Нордланд остался доволен отведённой ему просторной уютной комнатой и особенно тем, что соседей по ночлегу не предполагалось, а в забитом солдатами герцога Валленштейна Эгере — это было исключительной роскошью. Он распорядился, чтобы ужин на двоих доставили наверх, так как чувствовал себя очень уставшим и разбитым после долгой утомительной дороги. Путь от Берлина через Торгау, Дрезден, Усти, Жатец, Пльзень до этого захолустного богемского городишки занял почти две недели. Маркграф фон Нордланд очень спешил сюда для встречи с самим герцогом. По этой причине он на протяжении почти ста последних миль не останавливался ни в одном постоялом дворе, ни в одном придорожном трактире, собираясь добраться до намеченной цели как можно скорее, только после этого как следует отоспаться, а затем ранним утром явиться на приём к Валленштейну и передать ему важные письма от курфюрста Бранденбургского и шведского канцлера. От быстроты ответа герцога на эти письма зависела вся дальнейшая судьба Германии, а может быть, и даже всей Европы. Смертельно уставший маркграф, который из жалости к юному слуге большую часть тяжёлой дороги сам сидел на козлах и правил каретой, сбросил, наконец, с себя тяжёлый, пропитанный влагой, длинный зимний суконный плащ и камзол, стянул с себя высокие кавалерийские ботфорты, положил перевязь со шпагой, пистолеты и оба кинжала на табурет и тут же свалился, как подкошенный, на широкую деревянную кровать, почти мгновенно уснув.

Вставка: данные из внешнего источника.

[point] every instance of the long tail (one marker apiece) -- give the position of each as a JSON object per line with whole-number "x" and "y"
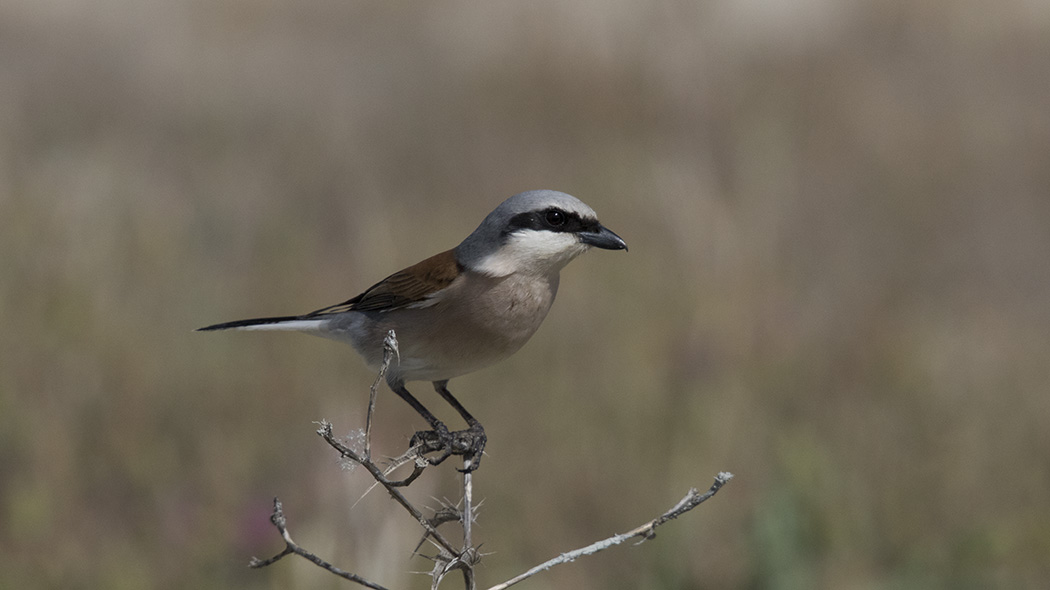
{"x": 294, "y": 323}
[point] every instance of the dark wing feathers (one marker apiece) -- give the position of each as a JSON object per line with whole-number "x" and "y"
{"x": 403, "y": 288}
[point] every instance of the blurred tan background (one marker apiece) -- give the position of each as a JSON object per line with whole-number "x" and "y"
{"x": 837, "y": 289}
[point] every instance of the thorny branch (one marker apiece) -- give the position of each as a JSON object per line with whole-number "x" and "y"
{"x": 449, "y": 559}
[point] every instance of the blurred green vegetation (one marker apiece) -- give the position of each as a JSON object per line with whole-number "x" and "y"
{"x": 837, "y": 287}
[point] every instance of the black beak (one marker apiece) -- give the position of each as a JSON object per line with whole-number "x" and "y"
{"x": 603, "y": 238}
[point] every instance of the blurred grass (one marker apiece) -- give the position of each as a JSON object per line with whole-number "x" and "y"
{"x": 837, "y": 286}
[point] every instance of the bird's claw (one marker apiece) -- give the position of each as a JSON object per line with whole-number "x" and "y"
{"x": 468, "y": 443}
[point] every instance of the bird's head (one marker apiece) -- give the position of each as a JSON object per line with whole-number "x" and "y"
{"x": 536, "y": 232}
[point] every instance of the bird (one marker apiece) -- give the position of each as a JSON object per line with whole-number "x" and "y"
{"x": 461, "y": 310}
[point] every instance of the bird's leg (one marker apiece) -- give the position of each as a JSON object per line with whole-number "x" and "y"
{"x": 470, "y": 442}
{"x": 437, "y": 439}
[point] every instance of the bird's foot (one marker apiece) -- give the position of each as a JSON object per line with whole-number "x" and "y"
{"x": 468, "y": 443}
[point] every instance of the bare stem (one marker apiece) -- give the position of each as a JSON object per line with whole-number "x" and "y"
{"x": 290, "y": 547}
{"x": 646, "y": 531}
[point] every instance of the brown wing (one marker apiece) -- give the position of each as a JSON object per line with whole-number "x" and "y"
{"x": 403, "y": 288}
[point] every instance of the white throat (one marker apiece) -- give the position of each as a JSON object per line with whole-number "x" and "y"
{"x": 532, "y": 252}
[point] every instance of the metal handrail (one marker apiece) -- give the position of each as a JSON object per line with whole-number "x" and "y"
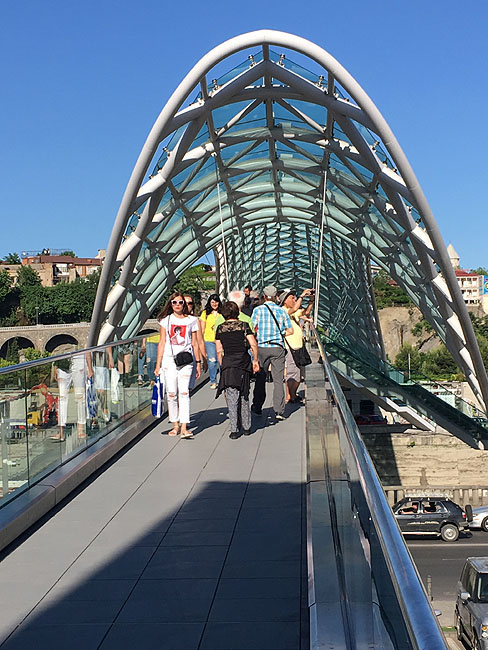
{"x": 419, "y": 618}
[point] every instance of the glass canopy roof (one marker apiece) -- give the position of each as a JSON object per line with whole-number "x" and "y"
{"x": 283, "y": 172}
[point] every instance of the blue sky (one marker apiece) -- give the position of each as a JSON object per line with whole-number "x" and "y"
{"x": 83, "y": 83}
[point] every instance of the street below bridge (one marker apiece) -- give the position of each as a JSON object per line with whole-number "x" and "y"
{"x": 443, "y": 562}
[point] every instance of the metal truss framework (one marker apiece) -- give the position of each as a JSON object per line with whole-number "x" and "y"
{"x": 279, "y": 170}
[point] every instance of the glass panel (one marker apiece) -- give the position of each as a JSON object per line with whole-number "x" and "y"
{"x": 14, "y": 435}
{"x": 52, "y": 410}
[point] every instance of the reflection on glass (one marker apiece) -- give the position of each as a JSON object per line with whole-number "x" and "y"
{"x": 13, "y": 430}
{"x": 53, "y": 409}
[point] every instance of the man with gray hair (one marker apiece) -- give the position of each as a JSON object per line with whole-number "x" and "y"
{"x": 271, "y": 324}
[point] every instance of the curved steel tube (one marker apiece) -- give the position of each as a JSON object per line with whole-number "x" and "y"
{"x": 419, "y": 617}
{"x": 450, "y": 300}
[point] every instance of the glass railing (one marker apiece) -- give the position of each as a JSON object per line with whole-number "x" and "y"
{"x": 383, "y": 375}
{"x": 54, "y": 408}
{"x": 383, "y": 589}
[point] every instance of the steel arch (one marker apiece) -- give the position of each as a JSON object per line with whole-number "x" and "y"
{"x": 272, "y": 139}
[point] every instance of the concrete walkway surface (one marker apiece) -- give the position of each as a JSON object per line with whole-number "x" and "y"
{"x": 179, "y": 544}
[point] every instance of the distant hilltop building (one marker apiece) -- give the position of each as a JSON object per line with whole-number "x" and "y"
{"x": 474, "y": 287}
{"x": 53, "y": 269}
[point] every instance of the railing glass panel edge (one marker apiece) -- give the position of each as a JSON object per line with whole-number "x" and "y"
{"x": 398, "y": 599}
{"x": 54, "y": 408}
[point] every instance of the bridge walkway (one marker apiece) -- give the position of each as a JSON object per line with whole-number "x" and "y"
{"x": 178, "y": 544}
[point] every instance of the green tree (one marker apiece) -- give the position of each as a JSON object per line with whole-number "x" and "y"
{"x": 388, "y": 293}
{"x": 12, "y": 354}
{"x": 438, "y": 364}
{"x": 402, "y": 358}
{"x": 480, "y": 325}
{"x": 5, "y": 285}
{"x": 12, "y": 258}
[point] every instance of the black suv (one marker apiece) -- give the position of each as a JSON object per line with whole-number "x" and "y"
{"x": 471, "y": 613}
{"x": 431, "y": 516}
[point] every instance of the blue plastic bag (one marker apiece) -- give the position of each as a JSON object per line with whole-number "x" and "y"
{"x": 157, "y": 398}
{"x": 91, "y": 398}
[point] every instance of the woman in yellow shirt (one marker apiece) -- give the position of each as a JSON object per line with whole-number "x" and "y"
{"x": 207, "y": 323}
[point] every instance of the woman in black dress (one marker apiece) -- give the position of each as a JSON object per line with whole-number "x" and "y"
{"x": 233, "y": 339}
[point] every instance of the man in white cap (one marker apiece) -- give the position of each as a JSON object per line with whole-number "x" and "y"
{"x": 271, "y": 324}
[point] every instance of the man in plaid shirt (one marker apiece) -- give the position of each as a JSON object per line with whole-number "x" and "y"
{"x": 271, "y": 324}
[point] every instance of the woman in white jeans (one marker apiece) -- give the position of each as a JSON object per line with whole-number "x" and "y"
{"x": 179, "y": 333}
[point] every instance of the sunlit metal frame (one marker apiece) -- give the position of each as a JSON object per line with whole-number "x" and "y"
{"x": 264, "y": 217}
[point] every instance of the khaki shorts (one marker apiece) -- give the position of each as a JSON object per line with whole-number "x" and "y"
{"x": 292, "y": 370}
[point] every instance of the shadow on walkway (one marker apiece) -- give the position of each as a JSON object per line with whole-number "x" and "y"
{"x": 226, "y": 570}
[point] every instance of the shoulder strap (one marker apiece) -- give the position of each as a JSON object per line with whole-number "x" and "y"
{"x": 277, "y": 324}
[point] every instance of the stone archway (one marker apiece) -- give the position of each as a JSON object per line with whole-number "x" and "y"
{"x": 21, "y": 342}
{"x": 61, "y": 343}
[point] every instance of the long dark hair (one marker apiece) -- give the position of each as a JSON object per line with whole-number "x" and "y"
{"x": 208, "y": 306}
{"x": 167, "y": 310}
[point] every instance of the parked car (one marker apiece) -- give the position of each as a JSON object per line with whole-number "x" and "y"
{"x": 369, "y": 419}
{"x": 431, "y": 516}
{"x": 361, "y": 419}
{"x": 471, "y": 611}
{"x": 482, "y": 421}
{"x": 377, "y": 419}
{"x": 480, "y": 518}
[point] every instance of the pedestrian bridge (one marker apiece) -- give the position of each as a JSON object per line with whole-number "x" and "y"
{"x": 281, "y": 539}
{"x": 270, "y": 155}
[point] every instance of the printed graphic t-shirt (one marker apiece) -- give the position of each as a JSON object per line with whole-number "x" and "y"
{"x": 178, "y": 334}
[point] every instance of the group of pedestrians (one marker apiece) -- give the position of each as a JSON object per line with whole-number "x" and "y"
{"x": 237, "y": 347}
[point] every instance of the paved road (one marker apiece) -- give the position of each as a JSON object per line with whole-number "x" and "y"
{"x": 444, "y": 561}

Вскоре хозяйка лично доставила ужин: несколько колец колбасы с острой приправой, ветчину, миску горячих кнедликов, щедро политых свиным салом со шкварками и с капустным гарниром, а также обязательный жбан с подогретым пивом и бутылку контушовки. На всякий случай был доставлен и вместительный кувшин с подогретым красным вином. Слуга воровато оглянулся и быстро всыпал в пиво и вино какой-то белый порошок, который тотчас растворился, но Мишель на этом не успокоился: откупорив бутылку с контушовкой, всыпал зелье и туда. Подождав немного, он энергично затормошил хозяина.

Нордланд с трудом разлепил веки и пробормотал:

— В чём дело, малыш?

— Ваша милость, ужин готов и ждёт вас на столе!

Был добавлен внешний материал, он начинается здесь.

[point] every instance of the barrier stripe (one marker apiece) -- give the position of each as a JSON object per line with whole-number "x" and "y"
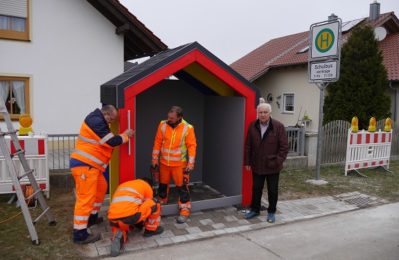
{"x": 41, "y": 147}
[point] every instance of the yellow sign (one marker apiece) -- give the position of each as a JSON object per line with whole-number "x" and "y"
{"x": 325, "y": 40}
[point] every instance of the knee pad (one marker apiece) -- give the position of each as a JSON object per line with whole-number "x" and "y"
{"x": 184, "y": 194}
{"x": 163, "y": 190}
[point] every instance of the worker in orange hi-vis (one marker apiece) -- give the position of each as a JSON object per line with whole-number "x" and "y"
{"x": 133, "y": 206}
{"x": 174, "y": 153}
{"x": 89, "y": 160}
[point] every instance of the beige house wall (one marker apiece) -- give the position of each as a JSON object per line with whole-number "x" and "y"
{"x": 291, "y": 80}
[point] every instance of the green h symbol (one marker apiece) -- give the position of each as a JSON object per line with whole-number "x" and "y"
{"x": 324, "y": 40}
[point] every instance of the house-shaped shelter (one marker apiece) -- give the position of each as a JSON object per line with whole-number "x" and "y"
{"x": 216, "y": 100}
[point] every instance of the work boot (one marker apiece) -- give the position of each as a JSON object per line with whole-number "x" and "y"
{"x": 94, "y": 219}
{"x": 117, "y": 244}
{"x": 149, "y": 233}
{"x": 181, "y": 219}
{"x": 251, "y": 214}
{"x": 81, "y": 236}
{"x": 271, "y": 218}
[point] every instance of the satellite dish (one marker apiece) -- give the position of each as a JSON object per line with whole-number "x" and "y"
{"x": 380, "y": 33}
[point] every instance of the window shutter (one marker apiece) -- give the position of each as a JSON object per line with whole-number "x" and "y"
{"x": 18, "y": 8}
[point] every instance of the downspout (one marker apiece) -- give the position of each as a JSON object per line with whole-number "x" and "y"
{"x": 395, "y": 101}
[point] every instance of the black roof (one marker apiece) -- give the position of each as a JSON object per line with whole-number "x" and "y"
{"x": 112, "y": 92}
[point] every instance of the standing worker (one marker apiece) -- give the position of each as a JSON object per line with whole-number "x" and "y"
{"x": 89, "y": 160}
{"x": 266, "y": 149}
{"x": 174, "y": 139}
{"x": 132, "y": 206}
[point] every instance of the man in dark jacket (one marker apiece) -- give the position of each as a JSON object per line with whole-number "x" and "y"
{"x": 266, "y": 149}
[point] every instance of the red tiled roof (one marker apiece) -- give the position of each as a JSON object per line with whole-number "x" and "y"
{"x": 283, "y": 51}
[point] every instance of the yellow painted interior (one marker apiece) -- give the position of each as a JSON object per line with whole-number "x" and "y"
{"x": 208, "y": 79}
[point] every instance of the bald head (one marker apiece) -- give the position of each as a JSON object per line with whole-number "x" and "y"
{"x": 110, "y": 113}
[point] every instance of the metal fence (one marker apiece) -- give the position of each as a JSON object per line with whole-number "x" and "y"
{"x": 296, "y": 140}
{"x": 335, "y": 135}
{"x": 60, "y": 147}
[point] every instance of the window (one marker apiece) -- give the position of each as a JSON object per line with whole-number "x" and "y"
{"x": 14, "y": 20}
{"x": 15, "y": 93}
{"x": 288, "y": 103}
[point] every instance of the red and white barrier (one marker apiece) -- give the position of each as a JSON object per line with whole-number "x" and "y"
{"x": 365, "y": 150}
{"x": 36, "y": 154}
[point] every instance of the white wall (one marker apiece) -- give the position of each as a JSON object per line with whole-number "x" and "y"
{"x": 291, "y": 80}
{"x": 73, "y": 50}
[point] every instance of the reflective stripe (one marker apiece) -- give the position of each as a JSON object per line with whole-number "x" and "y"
{"x": 185, "y": 206}
{"x": 170, "y": 158}
{"x": 175, "y": 152}
{"x": 79, "y": 226}
{"x": 183, "y": 134}
{"x": 81, "y": 217}
{"x": 127, "y": 198}
{"x": 163, "y": 128}
{"x": 191, "y": 159}
{"x": 131, "y": 190}
{"x": 106, "y": 138}
{"x": 91, "y": 157}
{"x": 87, "y": 140}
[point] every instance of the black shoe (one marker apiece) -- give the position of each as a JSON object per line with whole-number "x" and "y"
{"x": 116, "y": 244}
{"x": 148, "y": 233}
{"x": 91, "y": 238}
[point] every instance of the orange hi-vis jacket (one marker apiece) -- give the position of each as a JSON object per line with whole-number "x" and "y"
{"x": 131, "y": 197}
{"x": 172, "y": 144}
{"x": 95, "y": 142}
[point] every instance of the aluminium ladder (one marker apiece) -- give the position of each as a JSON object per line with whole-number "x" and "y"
{"x": 28, "y": 172}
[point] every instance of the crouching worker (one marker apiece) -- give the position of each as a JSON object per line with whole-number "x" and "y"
{"x": 132, "y": 206}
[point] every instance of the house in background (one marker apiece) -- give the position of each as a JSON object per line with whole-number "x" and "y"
{"x": 279, "y": 69}
{"x": 55, "y": 55}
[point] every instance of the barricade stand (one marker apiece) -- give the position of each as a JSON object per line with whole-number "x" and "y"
{"x": 36, "y": 155}
{"x": 367, "y": 149}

— Отлично. Сейчас я займусь им, только ещё немного отдохну, — зевнул маркграф и, с наслаждением вытянув длинные ноги, затёкшие от долгого сидения на козлах кареты, окончательно уснул, прежде полусонным взглядом успев проследить за тем, как Мишель задвинул засов на тяжёлой дубовой двери.

Увидя, что маркграф фон Нордланд крепко спит, слуга растерялся, он был твёрдо убеждён, что его господин с дороги обязательно выпьет крепкого вина или пива с подмешанным зельем и уснёт крепче, чем следовало бы. Пастор Вейсгаупт, снабдивший его этим порошком ещё в Шверине, велел, когда будет необходимо, любой ценой усыпить проклятого обладателя звезды Вотана и сдать его ещё тёпленьким отцам-иезуитам. Теперь же хитроумный план явно проваливался: иезуиты уже наверняка ждут условный сигнал. Юноша был в глубоком отчаянии. Беспомощно осмотревшись, он заметил кувшин и таз для умывания. Заглянув в кувшин и убедившись, что он полон воды, Мишель осторожно перенёс его ближе к табурету, на котором лежало оружие маркграфа и, побродив немного по комнате, специально с грохотом опрокинул один из стульев.

Нордланд вздрогнул, приоткрыл осоловелые от сна глаза и пробормотал под нос:





— Отдыхай, малыш. Завтра у меня будет трудный день, — и, перевернувшись на другой бок, снова уснул.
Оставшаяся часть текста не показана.